We already knew that Josh had gone over to the dark side. Castigating Chief Justice Roberts for speaking out to protect a lower-court judge who issued an order that seems highly plausible on its face, and speaking out against a President’s call to impeaching judges for making rulings he disagrees with, has stooped well beneath shamelessness.
mr. Blackman should not be too eager to play the role of a modern—day Thomas Cromwell, Henry VIII’s legal hatchetman. After supervising the rolling of numerous heads, he himself was beheaded on the same sorts of trumped-up charges he specialized in.
If history is any guide, being a yes-man to a leader of this sort does not tend to lead to a long life. Mr. Blackman should consider the risks. When the heads start rolling, his could easily be among them. And Mr. Trump’s personality suggests that he may well turn out to favor more painful, humiliating, and personally satisfying forms of death for his personal enemies and those he finds a reason to have grievances against once he consolidates the power to do so - and he can find reasons for grievance rather easily.

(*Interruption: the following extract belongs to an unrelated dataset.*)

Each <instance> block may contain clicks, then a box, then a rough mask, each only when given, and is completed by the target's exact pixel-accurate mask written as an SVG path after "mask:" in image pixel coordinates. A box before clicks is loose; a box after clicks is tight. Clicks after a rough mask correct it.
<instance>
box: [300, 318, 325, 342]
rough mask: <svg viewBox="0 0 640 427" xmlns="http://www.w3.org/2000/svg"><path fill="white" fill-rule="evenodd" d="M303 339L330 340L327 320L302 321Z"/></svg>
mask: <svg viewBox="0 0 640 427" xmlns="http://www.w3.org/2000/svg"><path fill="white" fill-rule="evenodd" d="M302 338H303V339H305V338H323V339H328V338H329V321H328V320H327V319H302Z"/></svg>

Those rumors about Roberts' adoption peccadilloes seem more plausible every day.
The right can't dislike someone in authority without making up a conspiracy theory about them.

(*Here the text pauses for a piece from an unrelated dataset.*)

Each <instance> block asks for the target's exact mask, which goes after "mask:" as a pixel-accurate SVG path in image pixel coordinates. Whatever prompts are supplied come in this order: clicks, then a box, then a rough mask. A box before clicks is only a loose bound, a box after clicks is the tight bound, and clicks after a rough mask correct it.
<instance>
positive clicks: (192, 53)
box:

The politics of delegitimization.
>The politics of delegitimization.
Hello? Sarcastr0? I'd like to introduce you to Sarcastr0. You don't seem be aware you exist.
Indeed.
From Slate:
Ginsburg was already in Israel to accept a lifetime achievement award from the Genesis Prize Foundation, which paid for her airfare and lodging. The excursion with Kahn was a short side trip, which she scrupulously listed separately (even as she mischaracterized it). Unlike Thomas’ cruises and other vacations with Crow, neither Ginsburg nor Breyer invoked the “personal hospitality” exemption to avoid disclosure.
Blackman is a liar, once again
Slate? Wow, very reputable magazine. Great job.
Oh, wow, a sense of perspective.
Does Judge K have to stand on a stool while you gargle his balls or can you squat low enough on your own?